Breast tumours range from benign (fibroadenoma, phyllodes) to malignant, and breast cancer is not one disease. By invasion: DCIS is non-invasive/premalignant (microcalcifications), LCIS is mainly a risk marker, while invasive ductal carcinoma (NST) is the commonest (~70-80%) and invasive lobular carcinoma tends to be multifocal/bilateral. Receptor biology drives treatment: ER/PR-positive = endocrine-responsive (tamoxifen pre-menopausal, aromatase inhibitors post-menopausal); HER2-positive = trastuzumab; triple-negative (ER-/PR-/HER2-) = mainly chemotherapy, worse prognosis. Confirm with triple assessment + core biopsy; stage by TNM; assess the axilla by sentinel lymph node biopsy if node-negative (clearance if positive).
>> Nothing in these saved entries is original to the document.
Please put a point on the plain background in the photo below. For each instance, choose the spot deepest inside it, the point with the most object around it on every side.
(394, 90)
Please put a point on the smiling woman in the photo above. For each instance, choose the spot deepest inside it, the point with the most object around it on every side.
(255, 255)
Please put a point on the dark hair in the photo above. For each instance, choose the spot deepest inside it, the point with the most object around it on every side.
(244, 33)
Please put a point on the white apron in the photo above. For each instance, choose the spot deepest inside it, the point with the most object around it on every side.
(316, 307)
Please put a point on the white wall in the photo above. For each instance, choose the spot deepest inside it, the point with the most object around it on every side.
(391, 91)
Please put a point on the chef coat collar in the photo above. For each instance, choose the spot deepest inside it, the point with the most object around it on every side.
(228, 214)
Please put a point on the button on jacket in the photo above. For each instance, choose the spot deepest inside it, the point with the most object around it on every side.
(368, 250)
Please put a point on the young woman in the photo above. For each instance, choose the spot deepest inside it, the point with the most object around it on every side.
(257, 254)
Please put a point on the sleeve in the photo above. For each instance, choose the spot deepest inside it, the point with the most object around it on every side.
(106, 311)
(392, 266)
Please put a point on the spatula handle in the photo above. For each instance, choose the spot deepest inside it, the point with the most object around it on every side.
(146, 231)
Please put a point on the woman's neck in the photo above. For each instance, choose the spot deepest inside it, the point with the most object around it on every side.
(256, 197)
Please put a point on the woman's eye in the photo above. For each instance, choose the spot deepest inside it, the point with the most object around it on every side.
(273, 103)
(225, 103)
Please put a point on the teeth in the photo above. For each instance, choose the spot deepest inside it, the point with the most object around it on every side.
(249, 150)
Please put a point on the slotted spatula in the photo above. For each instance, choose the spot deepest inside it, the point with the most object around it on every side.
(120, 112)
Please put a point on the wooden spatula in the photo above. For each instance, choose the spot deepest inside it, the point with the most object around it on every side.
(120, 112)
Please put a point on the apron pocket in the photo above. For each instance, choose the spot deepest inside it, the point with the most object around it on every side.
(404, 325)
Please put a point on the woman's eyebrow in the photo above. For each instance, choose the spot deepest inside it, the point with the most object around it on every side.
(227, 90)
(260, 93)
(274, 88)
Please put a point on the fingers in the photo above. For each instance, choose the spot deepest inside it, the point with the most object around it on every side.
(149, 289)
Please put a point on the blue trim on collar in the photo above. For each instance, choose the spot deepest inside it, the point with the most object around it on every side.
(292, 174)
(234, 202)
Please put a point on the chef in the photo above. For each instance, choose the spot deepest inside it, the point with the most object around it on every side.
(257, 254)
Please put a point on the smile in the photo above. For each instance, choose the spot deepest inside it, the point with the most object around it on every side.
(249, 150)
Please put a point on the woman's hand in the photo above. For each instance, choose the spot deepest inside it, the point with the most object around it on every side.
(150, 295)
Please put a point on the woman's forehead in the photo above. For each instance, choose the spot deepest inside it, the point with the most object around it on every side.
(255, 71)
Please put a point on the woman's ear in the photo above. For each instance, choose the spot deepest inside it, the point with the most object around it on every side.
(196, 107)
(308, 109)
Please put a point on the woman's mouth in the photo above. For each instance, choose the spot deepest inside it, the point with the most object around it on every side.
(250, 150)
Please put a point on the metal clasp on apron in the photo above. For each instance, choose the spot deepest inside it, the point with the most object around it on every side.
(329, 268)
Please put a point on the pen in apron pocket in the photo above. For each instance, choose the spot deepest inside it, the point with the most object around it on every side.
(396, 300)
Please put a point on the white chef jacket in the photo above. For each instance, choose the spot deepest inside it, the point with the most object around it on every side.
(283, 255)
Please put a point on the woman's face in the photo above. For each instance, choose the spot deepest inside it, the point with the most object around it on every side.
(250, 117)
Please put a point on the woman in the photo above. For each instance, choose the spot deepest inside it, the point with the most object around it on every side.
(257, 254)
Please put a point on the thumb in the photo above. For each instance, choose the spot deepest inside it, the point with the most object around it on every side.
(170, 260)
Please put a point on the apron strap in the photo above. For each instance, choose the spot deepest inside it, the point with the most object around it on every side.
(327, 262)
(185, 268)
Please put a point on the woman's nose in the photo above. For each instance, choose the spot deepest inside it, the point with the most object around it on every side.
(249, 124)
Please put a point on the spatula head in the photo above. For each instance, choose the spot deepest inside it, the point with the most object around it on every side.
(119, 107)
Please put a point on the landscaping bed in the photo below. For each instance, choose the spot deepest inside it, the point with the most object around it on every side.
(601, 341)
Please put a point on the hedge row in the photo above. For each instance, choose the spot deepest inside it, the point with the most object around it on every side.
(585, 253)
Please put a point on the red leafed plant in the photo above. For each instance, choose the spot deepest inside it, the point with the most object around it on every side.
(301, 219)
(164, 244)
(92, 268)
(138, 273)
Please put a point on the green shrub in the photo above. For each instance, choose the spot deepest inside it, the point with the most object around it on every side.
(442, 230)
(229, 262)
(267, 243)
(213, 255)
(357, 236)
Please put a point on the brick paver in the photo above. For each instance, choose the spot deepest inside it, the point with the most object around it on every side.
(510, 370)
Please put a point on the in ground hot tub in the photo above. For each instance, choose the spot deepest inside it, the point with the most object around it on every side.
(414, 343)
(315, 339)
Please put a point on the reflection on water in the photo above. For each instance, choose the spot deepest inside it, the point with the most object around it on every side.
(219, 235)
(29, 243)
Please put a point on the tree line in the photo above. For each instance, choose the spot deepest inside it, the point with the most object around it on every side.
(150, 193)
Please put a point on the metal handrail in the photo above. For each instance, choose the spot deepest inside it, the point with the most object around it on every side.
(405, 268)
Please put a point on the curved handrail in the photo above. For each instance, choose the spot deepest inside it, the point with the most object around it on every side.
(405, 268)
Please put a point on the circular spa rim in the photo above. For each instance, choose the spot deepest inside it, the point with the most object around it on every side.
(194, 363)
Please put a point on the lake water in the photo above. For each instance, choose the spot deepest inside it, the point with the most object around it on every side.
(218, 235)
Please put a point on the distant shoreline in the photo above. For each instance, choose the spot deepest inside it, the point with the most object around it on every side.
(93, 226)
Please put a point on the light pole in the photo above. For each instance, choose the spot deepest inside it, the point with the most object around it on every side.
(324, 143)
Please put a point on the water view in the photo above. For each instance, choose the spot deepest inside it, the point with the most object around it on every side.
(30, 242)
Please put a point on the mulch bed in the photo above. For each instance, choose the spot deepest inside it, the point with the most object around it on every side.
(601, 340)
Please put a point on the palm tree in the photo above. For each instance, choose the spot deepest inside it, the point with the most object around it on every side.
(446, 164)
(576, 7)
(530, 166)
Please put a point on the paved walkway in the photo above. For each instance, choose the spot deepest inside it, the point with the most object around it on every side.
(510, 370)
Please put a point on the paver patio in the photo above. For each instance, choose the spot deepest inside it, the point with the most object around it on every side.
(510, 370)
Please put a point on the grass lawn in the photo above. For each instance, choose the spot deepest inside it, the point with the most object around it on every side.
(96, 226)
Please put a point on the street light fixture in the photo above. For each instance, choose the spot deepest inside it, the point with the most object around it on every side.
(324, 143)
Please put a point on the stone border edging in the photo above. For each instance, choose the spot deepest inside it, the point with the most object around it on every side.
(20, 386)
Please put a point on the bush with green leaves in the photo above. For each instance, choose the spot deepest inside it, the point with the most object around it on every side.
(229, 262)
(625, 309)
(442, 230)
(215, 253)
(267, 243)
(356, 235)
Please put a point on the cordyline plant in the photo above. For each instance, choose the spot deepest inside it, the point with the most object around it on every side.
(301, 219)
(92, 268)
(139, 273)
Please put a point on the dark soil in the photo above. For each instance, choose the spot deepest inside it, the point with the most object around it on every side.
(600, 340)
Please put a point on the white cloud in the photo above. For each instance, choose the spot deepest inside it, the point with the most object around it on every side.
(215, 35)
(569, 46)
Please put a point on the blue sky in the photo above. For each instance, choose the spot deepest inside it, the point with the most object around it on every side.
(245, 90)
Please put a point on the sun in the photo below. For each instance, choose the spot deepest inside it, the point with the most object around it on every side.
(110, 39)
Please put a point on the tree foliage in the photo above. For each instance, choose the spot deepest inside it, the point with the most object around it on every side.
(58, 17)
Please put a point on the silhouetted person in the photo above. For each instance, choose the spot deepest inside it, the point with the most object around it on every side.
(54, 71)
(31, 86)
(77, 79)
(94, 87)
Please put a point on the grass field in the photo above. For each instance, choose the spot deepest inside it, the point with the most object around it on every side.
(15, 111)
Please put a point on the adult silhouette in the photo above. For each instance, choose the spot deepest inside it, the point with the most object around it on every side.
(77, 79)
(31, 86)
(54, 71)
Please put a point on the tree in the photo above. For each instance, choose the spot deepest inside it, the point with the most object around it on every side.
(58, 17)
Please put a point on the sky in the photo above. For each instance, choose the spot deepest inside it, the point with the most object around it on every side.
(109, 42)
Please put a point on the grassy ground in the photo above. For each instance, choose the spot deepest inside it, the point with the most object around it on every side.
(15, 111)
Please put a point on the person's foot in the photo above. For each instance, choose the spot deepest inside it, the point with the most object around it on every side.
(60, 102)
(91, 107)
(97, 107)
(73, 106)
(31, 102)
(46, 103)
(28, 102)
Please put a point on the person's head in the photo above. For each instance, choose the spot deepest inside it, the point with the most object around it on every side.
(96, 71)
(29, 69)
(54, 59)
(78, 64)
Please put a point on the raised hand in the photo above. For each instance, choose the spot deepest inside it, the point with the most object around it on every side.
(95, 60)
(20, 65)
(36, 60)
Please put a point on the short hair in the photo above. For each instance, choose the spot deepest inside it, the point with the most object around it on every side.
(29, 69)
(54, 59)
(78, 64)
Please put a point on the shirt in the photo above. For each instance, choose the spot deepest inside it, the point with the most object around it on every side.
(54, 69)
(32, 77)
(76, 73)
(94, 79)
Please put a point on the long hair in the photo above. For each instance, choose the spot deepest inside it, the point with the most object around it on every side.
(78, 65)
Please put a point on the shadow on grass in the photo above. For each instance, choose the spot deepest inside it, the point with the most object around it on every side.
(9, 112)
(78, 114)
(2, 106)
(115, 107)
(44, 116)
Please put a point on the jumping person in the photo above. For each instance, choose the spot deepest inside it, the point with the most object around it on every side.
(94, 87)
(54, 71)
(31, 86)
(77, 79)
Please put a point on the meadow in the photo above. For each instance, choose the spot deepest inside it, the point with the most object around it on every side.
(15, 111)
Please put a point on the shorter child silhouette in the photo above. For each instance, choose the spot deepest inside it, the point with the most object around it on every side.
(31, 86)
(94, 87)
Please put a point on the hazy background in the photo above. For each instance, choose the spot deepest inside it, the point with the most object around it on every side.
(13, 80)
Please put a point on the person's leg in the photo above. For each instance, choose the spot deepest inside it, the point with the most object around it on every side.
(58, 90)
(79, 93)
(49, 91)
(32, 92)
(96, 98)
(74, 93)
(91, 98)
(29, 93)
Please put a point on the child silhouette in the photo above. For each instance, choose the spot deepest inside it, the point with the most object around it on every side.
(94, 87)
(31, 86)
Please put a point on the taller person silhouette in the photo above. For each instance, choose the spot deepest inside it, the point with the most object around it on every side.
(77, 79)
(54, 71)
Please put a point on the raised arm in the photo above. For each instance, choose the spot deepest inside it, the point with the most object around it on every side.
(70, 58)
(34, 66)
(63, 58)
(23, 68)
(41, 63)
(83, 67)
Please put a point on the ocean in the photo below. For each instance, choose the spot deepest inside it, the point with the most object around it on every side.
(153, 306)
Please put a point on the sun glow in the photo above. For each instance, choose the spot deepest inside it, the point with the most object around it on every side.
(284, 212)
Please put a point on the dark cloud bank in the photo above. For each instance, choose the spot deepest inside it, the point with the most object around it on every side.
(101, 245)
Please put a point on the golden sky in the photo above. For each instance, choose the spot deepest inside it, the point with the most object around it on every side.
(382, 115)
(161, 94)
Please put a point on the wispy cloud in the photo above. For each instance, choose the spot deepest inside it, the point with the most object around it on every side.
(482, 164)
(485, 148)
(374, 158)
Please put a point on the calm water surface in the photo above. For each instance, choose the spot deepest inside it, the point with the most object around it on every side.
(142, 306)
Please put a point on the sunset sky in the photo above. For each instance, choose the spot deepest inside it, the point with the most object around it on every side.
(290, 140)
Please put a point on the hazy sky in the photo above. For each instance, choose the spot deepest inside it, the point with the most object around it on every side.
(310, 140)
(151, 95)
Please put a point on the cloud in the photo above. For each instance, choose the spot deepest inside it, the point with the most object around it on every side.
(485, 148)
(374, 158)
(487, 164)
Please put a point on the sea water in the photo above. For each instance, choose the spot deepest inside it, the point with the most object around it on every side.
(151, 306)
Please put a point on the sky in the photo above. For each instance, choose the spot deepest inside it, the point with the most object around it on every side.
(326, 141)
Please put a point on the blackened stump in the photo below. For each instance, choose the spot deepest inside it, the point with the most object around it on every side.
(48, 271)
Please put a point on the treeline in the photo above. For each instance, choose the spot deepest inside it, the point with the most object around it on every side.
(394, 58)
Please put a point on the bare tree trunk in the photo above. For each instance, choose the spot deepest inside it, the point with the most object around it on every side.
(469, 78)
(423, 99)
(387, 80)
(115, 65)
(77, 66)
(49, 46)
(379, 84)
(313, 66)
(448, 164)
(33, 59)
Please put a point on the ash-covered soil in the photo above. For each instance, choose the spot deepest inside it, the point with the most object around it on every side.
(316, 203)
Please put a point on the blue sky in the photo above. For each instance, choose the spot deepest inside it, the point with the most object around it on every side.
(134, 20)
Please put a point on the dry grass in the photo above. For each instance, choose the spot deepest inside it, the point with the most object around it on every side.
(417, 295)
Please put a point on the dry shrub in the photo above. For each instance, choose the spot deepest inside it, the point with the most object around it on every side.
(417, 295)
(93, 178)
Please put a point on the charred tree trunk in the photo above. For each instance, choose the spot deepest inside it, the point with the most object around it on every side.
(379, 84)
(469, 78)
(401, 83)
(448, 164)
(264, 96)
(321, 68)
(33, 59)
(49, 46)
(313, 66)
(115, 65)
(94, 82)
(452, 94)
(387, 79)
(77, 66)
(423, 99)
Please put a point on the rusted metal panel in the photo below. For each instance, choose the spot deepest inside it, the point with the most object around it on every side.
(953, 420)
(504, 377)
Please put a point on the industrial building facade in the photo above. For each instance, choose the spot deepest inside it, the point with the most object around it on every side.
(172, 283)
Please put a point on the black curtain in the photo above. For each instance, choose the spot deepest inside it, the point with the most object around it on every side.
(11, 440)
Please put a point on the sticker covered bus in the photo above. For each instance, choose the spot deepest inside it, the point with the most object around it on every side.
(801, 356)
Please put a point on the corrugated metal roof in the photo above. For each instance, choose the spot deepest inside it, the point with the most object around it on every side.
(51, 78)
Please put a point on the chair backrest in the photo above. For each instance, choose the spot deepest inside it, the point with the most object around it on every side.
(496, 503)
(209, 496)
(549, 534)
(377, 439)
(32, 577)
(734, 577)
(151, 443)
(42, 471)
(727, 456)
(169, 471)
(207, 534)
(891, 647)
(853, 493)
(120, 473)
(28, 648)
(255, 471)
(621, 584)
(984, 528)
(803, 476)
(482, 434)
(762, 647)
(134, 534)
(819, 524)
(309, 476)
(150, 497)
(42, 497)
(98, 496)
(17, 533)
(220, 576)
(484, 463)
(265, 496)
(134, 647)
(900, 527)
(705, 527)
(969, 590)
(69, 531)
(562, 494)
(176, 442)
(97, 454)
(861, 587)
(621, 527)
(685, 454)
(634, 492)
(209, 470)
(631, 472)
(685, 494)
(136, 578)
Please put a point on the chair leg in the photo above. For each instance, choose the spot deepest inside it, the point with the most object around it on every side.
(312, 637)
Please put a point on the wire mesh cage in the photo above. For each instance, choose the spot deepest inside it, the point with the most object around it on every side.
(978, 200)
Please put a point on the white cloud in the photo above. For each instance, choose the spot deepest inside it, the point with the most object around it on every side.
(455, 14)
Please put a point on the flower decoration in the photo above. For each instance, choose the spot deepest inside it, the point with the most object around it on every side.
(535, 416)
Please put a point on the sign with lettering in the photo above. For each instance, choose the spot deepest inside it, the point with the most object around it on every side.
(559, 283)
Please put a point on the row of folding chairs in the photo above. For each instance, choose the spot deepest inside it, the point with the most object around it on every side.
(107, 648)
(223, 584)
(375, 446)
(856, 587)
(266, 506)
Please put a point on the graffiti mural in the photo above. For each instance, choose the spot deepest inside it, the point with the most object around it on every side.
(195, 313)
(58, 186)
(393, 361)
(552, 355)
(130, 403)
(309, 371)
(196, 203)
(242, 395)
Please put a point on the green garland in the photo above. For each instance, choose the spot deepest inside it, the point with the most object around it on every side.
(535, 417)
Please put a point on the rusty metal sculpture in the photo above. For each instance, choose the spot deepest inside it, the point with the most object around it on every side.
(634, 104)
Treatment is multimodal: BCS (wide local excision) + whole-breast radiotherapy gives survival equivalent to mastectomy; mastectomy for large/multifocal disease; adjuvant chemo/radio/endocrine/anti-HER2 by biology and stage. Counsel using SPIKES and obtain informed consent covering diagnosis, treatment and alternatives, material risks/side-effects (lymphoedema, fertility), outcomes and questions — voluntary, with capacity, as a continuing dialogue.

REFLECT

Imagine you must tell the next patient that her biopsy shows cancer. Have you prepared the setting and the people who should be present, and could you deliver the news in plain language while leaving room for her emotions, as SPIKES asks? Now test your oncology: could you explain to her why her receptor status matters — why one woman takes tamoxifen for years and another needs chemotherapy — and why keeping her breast is safe only with radiotherapy? Finally, consider consent: would your conversation cover the realistic alternatives, the material risks such as lymphoedema, and the effect of treatment on fertility, and would it be a genuine dialogue rather than a signature? Reflect on one thing you will do to make both the science and the humanity of breast cancer care your own.